Promote listening, and taking on the other person's perspective when disagreement occurs.
Ideal Group Size
Any group size since the exercise is done in pairs.
Time For Exercise
15 - 30 minutes
Conflict, communication, listening, perspective taking, understanding others, managing disagreement
Detailed Instructions If Needed
Have participants pick partners and choose a topic from a topic list which you've prepared in advance
Encourage participants to choose a pair of topics where they have preexisting and opposite viewpoints. One person takes one viewpoint regarding the topic; the other person takes the opposing viewpoint.
For example, one person believes the toilet paper should roll over the top while the other believes the paper should roll from the bottom. Once a topic is agreed upon and it has been decided which partner will take which side of the argument, give them their objective. Let participants know they will need to gain a thorough understanding of each other’s viewpoint because eventually each partner will take on the other person’s role—the role that is opposite from his or her own position.

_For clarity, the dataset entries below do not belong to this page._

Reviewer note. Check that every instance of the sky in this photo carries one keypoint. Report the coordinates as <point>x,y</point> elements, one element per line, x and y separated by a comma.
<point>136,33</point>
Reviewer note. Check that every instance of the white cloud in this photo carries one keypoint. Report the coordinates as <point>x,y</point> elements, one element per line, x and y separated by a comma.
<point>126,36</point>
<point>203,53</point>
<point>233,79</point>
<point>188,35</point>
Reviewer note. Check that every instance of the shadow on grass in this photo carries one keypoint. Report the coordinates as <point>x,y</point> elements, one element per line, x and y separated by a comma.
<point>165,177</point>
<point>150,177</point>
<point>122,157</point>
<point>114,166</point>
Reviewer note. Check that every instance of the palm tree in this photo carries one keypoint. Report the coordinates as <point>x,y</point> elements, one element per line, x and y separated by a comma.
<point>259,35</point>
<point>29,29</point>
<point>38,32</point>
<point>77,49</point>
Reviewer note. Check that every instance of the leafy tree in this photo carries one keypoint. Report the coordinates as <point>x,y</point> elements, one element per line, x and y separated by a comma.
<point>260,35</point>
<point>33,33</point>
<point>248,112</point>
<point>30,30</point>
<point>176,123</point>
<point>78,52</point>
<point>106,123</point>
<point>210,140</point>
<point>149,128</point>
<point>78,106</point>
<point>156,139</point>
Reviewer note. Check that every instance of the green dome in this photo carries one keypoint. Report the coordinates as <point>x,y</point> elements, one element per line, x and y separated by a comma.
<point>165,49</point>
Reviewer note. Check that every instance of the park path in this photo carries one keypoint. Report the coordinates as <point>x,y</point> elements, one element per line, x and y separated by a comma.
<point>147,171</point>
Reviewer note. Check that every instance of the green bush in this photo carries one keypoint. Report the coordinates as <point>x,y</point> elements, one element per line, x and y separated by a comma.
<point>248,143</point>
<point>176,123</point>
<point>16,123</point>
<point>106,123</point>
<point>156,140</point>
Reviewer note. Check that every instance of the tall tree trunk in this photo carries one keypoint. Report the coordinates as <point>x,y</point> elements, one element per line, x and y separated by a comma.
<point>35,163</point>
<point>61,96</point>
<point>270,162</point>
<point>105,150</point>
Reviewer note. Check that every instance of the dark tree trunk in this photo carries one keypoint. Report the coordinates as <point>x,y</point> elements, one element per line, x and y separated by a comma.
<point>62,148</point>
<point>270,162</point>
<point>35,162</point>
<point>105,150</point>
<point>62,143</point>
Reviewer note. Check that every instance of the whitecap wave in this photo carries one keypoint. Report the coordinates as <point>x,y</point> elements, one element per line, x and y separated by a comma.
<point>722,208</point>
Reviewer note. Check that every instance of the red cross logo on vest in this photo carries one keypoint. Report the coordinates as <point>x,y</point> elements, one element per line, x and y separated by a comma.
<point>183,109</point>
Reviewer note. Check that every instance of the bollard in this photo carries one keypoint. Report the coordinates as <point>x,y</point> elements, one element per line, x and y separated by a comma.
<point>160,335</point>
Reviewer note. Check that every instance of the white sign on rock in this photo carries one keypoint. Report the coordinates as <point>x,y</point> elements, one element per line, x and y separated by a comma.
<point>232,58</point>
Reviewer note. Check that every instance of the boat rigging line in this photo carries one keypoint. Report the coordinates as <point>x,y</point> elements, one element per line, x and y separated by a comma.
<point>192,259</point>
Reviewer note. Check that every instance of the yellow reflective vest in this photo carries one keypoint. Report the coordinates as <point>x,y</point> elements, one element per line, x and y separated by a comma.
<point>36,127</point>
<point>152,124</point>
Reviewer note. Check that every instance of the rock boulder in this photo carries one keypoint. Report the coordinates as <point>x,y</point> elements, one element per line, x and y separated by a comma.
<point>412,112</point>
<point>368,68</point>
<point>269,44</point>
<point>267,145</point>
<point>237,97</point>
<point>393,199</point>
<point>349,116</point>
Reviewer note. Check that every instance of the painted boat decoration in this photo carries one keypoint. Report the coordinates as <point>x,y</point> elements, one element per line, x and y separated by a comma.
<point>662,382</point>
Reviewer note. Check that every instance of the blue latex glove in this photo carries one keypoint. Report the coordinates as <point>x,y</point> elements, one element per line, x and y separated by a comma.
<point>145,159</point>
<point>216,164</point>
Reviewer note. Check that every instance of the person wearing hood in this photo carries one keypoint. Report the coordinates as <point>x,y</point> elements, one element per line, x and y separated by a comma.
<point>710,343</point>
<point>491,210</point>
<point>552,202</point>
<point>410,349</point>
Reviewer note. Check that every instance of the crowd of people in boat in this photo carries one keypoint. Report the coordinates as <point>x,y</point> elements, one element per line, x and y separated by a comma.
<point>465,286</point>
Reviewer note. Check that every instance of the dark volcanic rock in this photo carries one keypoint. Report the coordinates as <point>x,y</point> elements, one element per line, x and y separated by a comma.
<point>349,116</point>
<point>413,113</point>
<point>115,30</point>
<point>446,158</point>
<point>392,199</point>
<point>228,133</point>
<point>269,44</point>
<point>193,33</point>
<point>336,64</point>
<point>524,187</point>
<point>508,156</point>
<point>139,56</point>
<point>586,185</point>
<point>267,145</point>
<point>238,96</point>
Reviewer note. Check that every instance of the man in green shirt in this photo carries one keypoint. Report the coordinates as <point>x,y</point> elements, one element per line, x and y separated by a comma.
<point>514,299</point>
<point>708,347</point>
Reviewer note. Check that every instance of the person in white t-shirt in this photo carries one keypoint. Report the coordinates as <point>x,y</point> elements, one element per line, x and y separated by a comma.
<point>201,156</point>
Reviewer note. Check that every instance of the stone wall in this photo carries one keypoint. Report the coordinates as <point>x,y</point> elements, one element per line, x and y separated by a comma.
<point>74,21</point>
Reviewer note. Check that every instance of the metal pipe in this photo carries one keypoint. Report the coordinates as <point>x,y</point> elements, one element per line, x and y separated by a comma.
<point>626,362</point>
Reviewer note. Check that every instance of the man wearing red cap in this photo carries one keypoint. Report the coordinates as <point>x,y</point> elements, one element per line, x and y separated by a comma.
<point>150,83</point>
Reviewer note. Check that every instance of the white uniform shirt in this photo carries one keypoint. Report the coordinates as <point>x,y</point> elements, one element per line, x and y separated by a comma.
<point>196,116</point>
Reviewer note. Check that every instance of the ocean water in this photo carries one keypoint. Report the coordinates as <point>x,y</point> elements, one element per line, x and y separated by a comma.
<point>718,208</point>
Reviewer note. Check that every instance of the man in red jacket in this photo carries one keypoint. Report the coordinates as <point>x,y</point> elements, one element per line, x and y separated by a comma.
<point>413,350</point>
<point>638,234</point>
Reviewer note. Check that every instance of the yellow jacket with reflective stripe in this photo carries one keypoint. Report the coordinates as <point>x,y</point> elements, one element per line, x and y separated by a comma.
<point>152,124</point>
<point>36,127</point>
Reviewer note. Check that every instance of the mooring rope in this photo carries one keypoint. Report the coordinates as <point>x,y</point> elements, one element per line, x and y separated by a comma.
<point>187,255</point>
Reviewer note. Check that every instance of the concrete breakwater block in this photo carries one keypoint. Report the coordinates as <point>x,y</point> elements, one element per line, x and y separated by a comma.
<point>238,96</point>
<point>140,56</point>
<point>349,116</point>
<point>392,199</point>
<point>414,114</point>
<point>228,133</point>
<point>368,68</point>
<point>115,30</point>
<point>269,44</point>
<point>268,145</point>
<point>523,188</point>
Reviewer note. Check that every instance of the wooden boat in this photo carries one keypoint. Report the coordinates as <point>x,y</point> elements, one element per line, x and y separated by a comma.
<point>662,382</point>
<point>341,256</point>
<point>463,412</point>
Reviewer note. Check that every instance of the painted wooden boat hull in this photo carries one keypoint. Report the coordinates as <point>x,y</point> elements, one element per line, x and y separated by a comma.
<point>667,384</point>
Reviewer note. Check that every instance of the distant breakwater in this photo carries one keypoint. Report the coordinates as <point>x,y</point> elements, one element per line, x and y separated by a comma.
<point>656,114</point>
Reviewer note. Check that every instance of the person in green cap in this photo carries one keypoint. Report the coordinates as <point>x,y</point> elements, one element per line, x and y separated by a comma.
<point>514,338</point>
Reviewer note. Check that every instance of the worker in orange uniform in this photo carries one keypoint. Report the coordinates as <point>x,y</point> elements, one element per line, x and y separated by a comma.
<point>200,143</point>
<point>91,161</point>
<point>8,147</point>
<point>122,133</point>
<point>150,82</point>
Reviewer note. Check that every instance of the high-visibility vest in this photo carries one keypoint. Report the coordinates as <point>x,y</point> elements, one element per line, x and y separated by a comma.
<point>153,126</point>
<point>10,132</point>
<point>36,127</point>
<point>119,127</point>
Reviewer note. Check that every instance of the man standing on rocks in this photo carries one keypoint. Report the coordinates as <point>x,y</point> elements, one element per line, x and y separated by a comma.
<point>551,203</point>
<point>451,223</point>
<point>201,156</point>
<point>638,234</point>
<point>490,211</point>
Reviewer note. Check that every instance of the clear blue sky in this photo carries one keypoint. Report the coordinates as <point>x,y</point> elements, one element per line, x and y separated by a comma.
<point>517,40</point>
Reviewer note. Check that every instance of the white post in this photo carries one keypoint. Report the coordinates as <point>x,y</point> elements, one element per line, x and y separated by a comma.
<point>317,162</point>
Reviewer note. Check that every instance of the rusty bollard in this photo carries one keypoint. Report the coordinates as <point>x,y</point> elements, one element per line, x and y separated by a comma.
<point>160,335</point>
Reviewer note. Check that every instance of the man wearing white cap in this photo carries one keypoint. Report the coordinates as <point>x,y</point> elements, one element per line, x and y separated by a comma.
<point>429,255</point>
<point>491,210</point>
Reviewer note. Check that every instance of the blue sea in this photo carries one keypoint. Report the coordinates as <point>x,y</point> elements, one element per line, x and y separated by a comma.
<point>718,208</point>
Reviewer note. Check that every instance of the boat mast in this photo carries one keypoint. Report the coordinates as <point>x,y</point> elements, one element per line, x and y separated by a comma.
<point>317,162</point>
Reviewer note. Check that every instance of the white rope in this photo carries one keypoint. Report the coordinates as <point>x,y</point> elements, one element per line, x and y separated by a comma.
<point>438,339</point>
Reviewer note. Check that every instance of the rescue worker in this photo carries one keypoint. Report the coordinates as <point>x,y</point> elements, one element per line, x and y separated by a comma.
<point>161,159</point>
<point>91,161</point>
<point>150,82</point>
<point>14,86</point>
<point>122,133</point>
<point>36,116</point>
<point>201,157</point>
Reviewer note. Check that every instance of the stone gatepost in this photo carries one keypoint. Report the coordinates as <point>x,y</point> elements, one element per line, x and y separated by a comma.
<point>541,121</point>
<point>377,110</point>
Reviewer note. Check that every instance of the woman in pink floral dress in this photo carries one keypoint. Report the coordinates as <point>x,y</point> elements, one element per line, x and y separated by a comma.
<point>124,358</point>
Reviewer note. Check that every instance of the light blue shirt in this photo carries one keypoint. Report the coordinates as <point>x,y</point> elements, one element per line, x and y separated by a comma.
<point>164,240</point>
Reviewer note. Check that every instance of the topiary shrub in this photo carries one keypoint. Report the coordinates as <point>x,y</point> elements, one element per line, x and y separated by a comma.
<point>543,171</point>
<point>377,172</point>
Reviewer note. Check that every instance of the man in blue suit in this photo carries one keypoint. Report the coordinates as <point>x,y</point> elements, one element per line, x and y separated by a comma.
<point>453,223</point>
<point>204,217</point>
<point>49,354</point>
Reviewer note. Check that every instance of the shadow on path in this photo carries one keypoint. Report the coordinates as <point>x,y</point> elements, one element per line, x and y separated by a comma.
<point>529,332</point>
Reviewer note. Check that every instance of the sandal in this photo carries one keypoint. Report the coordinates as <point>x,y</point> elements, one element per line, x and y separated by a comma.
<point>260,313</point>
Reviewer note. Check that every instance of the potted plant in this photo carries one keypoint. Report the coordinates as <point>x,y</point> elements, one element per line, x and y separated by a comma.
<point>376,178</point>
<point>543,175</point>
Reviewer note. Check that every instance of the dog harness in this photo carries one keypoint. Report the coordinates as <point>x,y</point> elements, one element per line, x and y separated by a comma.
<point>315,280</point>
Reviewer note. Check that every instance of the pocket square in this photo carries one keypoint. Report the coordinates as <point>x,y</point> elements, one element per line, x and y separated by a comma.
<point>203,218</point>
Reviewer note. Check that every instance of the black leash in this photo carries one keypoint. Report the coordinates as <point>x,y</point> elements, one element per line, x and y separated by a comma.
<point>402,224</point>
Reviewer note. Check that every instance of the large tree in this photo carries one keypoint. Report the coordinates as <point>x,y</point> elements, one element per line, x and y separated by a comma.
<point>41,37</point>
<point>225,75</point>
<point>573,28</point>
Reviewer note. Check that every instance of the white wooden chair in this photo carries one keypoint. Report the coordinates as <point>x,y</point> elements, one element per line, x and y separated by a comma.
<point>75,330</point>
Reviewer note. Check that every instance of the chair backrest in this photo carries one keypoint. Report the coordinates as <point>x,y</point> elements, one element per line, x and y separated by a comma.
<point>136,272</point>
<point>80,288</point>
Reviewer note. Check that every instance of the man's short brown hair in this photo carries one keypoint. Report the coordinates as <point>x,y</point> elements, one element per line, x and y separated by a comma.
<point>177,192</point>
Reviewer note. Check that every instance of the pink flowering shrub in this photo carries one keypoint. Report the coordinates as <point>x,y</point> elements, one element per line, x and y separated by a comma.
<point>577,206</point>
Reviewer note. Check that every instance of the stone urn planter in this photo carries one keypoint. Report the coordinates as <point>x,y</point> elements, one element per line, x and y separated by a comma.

To play the other role convincingly, have participants interview each other so they can really get into character when it comes time to play the role of the opposing viewpoint. Emphasize that you will be expecting them to make us believe their character.
Additional Information if Available
Here are some possible debrief questions:
1. When you were asking questions to research your part, how well did you listen?
2. What listening skills did you use?
3. How was this listening different from the way we usually listen?
4. What kind of feedback did you provide when listening?
5. When we have opposite beliefs, do we usually take the time to understand the other person’s viewpoint? Why not?
6. What did it feel like to engage in dialogue? Where can we use this skill?
7. In what ways might dialogue transform conflict?